A simple way of phishing is to create a fake log-in page for someone’s MySpace homepage or profile. For example, you’re profile.

Here’s how it works.

You’re already logged onto MySpace, and then you decide to click on one of your friends’ pictures to view their profile page, and then a log-in page appears. At this point almost anyone would assume that they got kicked off and had to log on again. However, by logging on to that fake page, your user name and password gets sent to hackers who collect them on other compromised Web servers. From there, this list of user name and password combinations becomes available to ANYONE who wants to view them.

Pipe Dream contacted MySpace to see what steps were being taken to increase security and stop phishers.

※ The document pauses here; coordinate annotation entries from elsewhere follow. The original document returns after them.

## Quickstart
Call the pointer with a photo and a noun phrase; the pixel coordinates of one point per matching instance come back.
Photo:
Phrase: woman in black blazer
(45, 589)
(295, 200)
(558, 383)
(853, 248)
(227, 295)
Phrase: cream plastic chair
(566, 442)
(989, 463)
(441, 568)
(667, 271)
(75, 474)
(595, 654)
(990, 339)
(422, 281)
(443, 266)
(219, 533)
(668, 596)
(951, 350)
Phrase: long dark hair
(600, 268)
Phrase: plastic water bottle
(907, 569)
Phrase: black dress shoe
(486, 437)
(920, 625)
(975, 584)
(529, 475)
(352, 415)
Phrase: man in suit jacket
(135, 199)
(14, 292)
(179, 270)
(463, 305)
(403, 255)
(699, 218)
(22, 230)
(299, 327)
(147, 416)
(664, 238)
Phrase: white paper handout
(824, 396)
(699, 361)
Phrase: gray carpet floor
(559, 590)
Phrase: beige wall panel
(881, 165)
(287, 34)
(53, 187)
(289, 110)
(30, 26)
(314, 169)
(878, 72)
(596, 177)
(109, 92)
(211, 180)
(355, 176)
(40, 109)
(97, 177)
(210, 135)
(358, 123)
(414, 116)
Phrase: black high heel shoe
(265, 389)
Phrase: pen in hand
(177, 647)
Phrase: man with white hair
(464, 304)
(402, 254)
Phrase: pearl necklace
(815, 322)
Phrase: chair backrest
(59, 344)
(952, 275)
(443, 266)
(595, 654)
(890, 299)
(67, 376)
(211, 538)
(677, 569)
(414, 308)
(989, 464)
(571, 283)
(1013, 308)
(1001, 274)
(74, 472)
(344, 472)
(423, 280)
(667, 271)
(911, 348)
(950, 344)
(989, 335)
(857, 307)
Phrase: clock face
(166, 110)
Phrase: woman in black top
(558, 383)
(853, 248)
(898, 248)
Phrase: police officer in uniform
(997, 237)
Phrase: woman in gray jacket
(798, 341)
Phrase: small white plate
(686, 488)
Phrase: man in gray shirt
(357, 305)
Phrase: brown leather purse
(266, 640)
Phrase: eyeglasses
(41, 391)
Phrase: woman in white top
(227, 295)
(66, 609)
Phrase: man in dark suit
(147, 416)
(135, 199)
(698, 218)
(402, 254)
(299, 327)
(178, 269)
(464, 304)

‘We will continue to aggressively protect our members through a combination of legal action, law enforcement pursuit and technological enhancements,’ said Hemanshu Nigam, chief security officer for MySpace.

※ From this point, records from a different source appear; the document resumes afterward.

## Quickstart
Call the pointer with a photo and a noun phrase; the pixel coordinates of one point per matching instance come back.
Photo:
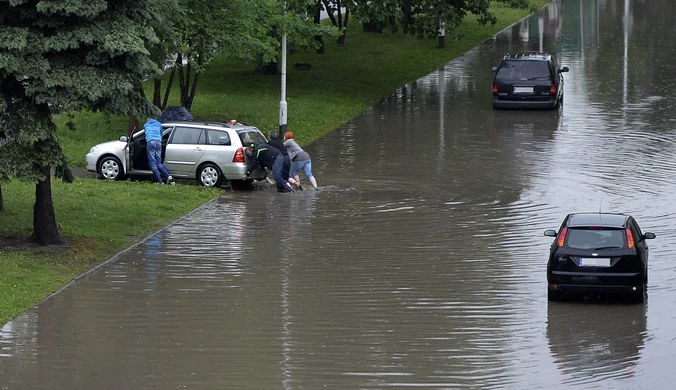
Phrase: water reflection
(593, 342)
(421, 262)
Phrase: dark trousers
(277, 174)
(286, 169)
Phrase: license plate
(594, 262)
(523, 89)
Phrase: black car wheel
(209, 175)
(641, 295)
(553, 296)
(110, 168)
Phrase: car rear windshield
(595, 238)
(249, 137)
(523, 70)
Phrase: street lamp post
(282, 102)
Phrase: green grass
(97, 218)
(101, 218)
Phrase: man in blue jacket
(153, 130)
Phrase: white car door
(184, 150)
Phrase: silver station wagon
(210, 153)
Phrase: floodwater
(420, 262)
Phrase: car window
(251, 136)
(218, 137)
(522, 69)
(186, 135)
(635, 230)
(595, 238)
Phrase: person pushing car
(265, 155)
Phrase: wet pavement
(420, 262)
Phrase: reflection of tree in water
(591, 342)
(152, 261)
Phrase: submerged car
(210, 153)
(530, 80)
(598, 253)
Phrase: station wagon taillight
(239, 156)
(562, 236)
(630, 238)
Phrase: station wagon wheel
(640, 295)
(110, 168)
(553, 296)
(209, 175)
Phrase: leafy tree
(417, 17)
(244, 29)
(66, 55)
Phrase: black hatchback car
(531, 80)
(598, 253)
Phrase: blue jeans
(278, 175)
(304, 165)
(154, 151)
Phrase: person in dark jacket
(153, 134)
(279, 145)
(266, 156)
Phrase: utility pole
(442, 35)
(282, 102)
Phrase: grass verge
(101, 218)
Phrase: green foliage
(96, 227)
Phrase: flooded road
(420, 262)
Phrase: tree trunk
(45, 231)
(157, 92)
(168, 90)
(317, 19)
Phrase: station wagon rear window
(523, 70)
(251, 136)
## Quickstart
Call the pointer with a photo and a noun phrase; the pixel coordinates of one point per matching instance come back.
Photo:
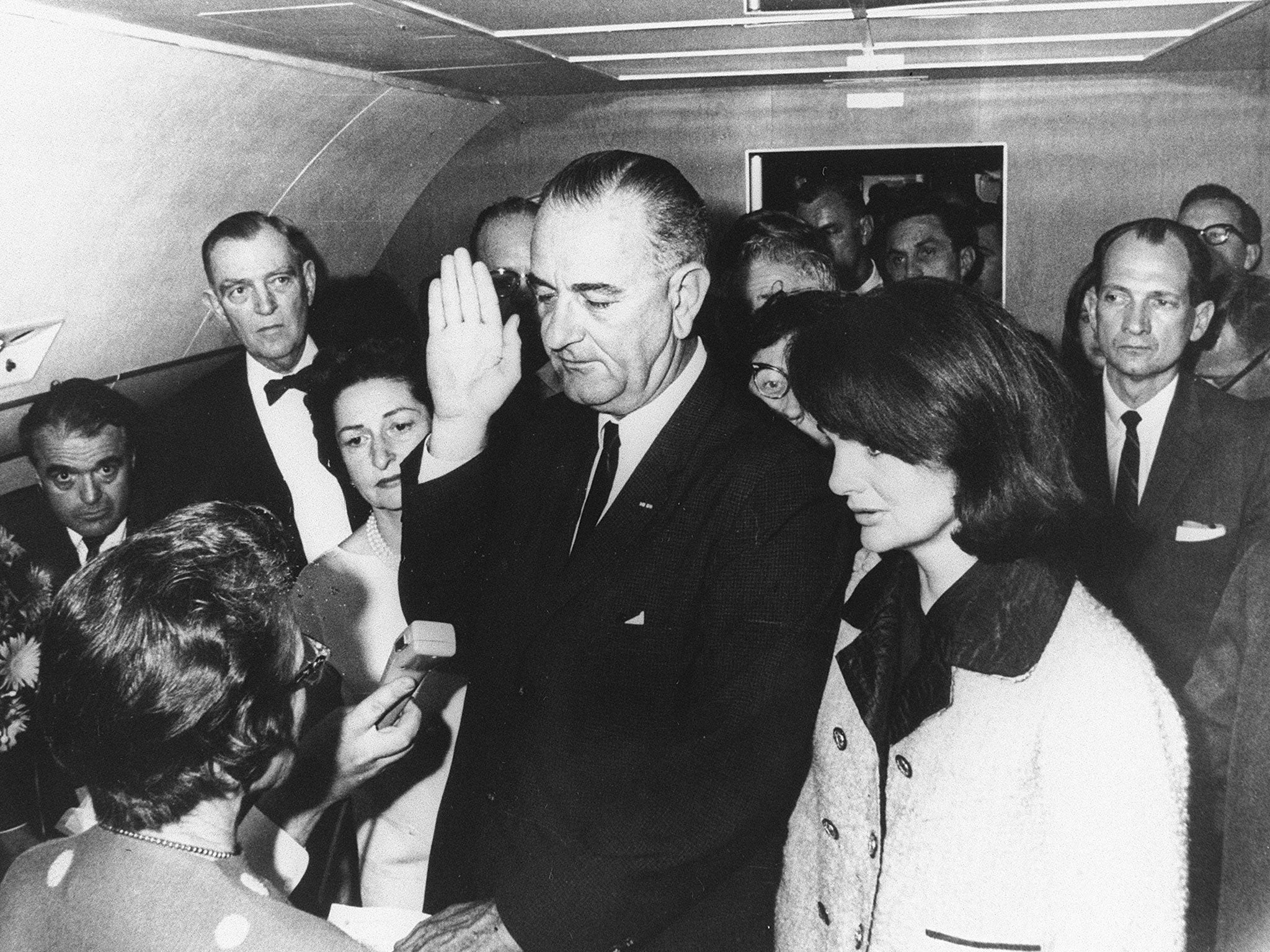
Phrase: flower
(19, 662)
(13, 724)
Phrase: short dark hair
(768, 235)
(913, 201)
(248, 225)
(936, 375)
(676, 213)
(83, 407)
(849, 188)
(1249, 223)
(788, 314)
(510, 207)
(1156, 231)
(168, 664)
(337, 371)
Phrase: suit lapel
(649, 490)
(1090, 459)
(1180, 444)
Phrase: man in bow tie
(243, 433)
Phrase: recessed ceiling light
(956, 9)
(886, 45)
(813, 70)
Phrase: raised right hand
(474, 359)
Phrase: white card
(375, 927)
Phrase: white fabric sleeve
(271, 852)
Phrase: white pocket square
(1198, 532)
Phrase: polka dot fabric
(102, 892)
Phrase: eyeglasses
(769, 381)
(1220, 234)
(315, 659)
(507, 281)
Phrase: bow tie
(301, 381)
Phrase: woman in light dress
(370, 410)
(996, 763)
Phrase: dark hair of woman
(936, 375)
(337, 372)
(168, 664)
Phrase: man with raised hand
(646, 591)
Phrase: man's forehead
(1209, 211)
(918, 227)
(263, 253)
(610, 230)
(73, 450)
(826, 207)
(1133, 254)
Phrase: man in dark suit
(647, 594)
(243, 433)
(1178, 470)
(82, 439)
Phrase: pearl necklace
(174, 844)
(378, 545)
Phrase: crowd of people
(969, 655)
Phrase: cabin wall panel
(121, 152)
(1083, 155)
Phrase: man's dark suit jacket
(213, 447)
(33, 788)
(639, 716)
(27, 517)
(1210, 467)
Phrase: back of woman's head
(167, 664)
(936, 375)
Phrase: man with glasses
(1235, 352)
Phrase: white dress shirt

MySpace has already filed two major lawsuits since January. The first was against Scott Richter and just last month MySpace filed the second suit against Sanford Wallace. Both violated state and federal laws including the CAN-SPAM Act and California’s anti-spam and anti-phishing statue.

What is even more surprising (or not) is that this is not the first time that either defendant is getting sued. Scott Richter has been sued by Microsoft and then-New York Attorney General Eliot Spitzer, and Sanford Wallace (who also calls himself the ‘King of Spam’) was sued by AOL, Concentric Network Corp., Compuserve and the Federal Trade Commission.

So if these law suits haven’t stopped the problem, users may be wondering what they can do to protect themselves.

Nigam is assuring us that MySpace is seeking ‘a permanent injunction barring Richter [and Wallace] and [their] affiliated companies from the MySpace site.’

But in the meantime, some BU students have taken matters into their own hands, either by making their profiles private, or just switching to Facebook.

BU sophomore Maya Fiks said she was a victim of MySpace phishing.

‘I used to get that [spam] a lot before I got mad and changed my profile to private,’ she said. ‘The penis ads, and free Prada bag posts people put on your page.’

Fiks said she was even propositioned by strangers to participate in fulfilling weird sexual fetishes.

‘I got messages from random guys always, offers about people who wanted some dominatrix shit,’ she said. ‘They were like, ‘I’ll pay you $400 to lick your boots and clean your room.’ I’d look around my room like, ‘Hmm, that wouldn’t be so bad to get a clean room and $400.’

In addition to making her profile private, Fiks has begun using Facebook more and MySpace a little less often.

‘The whole point of Facebook was that there stuff is open only to college students,’ she said. ‘Only Facebook users know it’s open to everybody, so you don’t have those random strangers sending you stuff because they don’t know they can.’

But in the meantime, (aside from switching to Facebook) the only thing MySpace users can do is just stay on the lookout. If anyone notices one of their ‘friends’ posting a lot of spam, most likely it’s not them. So let your friend know so they can change their password ASAP. And if that sounds a little too annoying and too ‘out of the way’ you can always make friends at school or at work.